Вообще-то нам параллельно. Пробки на дорогах только бесят, а весь этот кипеш – мимо кассы.

На ужин я сварганил яичницу с луком. Это когда режешь толстыми кругами лук и жаришь с двух сторон в масле. А сверху выливаешь яйца, стараясь не разбить желтки. В этом смак – чтобы не разбить желтки. Накрываешь крышкой и следишь, чтобы они не загустели, а только подернулись нежными бельмами белка. Вкуснотень. Меня научил Руплин папа, дядя Коля, Николай Палыч.

К августу тридцатиградусная жара, наконец, спала, но мы продолжали жить нараспашку. В окна вливалось столько воздуха, что у меня башка ехала от предвкушения чего-то чудесного, какой-то связной взрослой жизни, содержательной и наверняка счастливой.

Я остался на ночь на первом этаже, заранее решив, что устрою себе нору на диване, со снеками и полторашкой колы прямо перед ноутом и погашу его ровно тогда, когда уже будет невмоготу пялиться.

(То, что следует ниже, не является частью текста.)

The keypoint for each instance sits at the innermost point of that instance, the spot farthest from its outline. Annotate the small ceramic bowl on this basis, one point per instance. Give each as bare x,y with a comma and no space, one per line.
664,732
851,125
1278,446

Отец приедет завтра к вечеру, пропахший рыбой, копченым дымом, свежей травой. Ему наконец выходной дали. С него будет отколупываться подсохшая чешуя. Он будет пристраивать в духовку судака, а я буду возиться с картошкой и луком и подшучивать, что сколько его ни отмывай, а он все равно настоящая рыба, только научился это скрывать от окружающих. Да, все было бы именно так, но пошло по-другому.

Не знаю, когда я вырубился, но заснул крепко и без сновидений. Что могло разбудить меня в тот самый мертвый час, когда даже холодильник замирает, прислушиваясь к ночной жути?

Я спустил ноги с дивана. Пол был холодный как земля у реки. Коридор окутал белесый сумрак, в нем все стало пепельного цвета. Тишина давила на уши. Окно так и осталось открытым, но воздух с улицы как будто выкачали. Ни шевеления. Глухая ночь.

В такой час лучше не просыпаться. В такой час одолевают сомнения в собственном существовании. Зачем я тогда проснулся? Лучше б вообще не проснулся, чем так. Проклятая кола.

Пришлось тащиться в сортир. Плетусь и думаю: справлю нужду – и бегом досыпать. Тут главное не расхаживаться, чтобы не расплескать сон, который еще сидит на плечах, как сугроб. Справлю – и назад, в нору, в ее безопасное нутро, согреть ее собой, спрятаться от ночной жути, обмануться зыбкой надежностью простыни.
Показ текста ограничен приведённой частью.